Les indices d’ajustement du modèle de mesure aux données collectées sont généralement supérieurs ou proches des critères d’acceptation, à l’exception de certains indices AGFI qui sont un peu faibles (< 0.90), mais néanmoins très sensibles au degré de complexité du modèle (Roussel, 2005). L’examen multicritère permet de considérer que les modèles testés bénéficient d’un degré d’ajustement satisfaisant et donc de confirmer la solution factorielle obtenue sur l’échantillon final. Les indices montrent notamment que l’échelle globale de l’agilité bénéficie d’un ajustement tout à fait satisfaisant.

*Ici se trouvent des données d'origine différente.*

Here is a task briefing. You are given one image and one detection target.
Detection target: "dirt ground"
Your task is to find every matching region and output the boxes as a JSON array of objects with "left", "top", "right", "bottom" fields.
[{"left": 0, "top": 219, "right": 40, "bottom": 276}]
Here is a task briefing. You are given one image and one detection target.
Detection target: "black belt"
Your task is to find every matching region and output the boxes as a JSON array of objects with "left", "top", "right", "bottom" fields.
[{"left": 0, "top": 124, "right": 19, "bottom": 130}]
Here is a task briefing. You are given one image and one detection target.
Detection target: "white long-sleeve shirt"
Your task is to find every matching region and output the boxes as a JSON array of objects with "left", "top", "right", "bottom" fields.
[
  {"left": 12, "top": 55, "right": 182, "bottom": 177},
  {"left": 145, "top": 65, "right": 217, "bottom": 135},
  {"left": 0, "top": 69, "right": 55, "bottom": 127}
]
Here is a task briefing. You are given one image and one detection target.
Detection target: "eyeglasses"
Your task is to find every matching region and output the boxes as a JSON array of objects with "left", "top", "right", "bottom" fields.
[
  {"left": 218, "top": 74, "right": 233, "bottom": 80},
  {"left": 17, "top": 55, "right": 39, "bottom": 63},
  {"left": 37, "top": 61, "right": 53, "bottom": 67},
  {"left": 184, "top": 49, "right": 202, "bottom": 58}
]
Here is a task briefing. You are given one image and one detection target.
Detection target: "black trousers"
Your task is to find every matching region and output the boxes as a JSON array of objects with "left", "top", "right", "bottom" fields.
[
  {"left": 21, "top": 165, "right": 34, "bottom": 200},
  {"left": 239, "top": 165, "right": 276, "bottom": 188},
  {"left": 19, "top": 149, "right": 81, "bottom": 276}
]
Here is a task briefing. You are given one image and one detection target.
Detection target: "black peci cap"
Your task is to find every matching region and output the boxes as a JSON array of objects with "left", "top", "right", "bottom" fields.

Le recours à un facteur de second ordre permet de s’assurer que les dimensions estimées par les facteurs de premier ordre définissent bien le construit plus large et plus abstrait d’agilité, estimé par le facteur de second ordre (Roussel, Durrieu, Campoy, & El Akremi, 2002).

66

Les analyses factorielles confirmatoires ont également pour objectif de s’assurer de la fiabilité interne (par l’étude du rhô de Jöreskog) ainsi que de la validité convergente et discriminante des dimensions de l’échelle de l’agilité organisationnelle (Gerbing & Anderson, 1988). À ce titre, le tableau 8 montre que la fiabilité (rhô supérieur à 0.70) et la validité convergente (t de Student supérieur à 1.96) des dimensions de l’échelle sont attestées.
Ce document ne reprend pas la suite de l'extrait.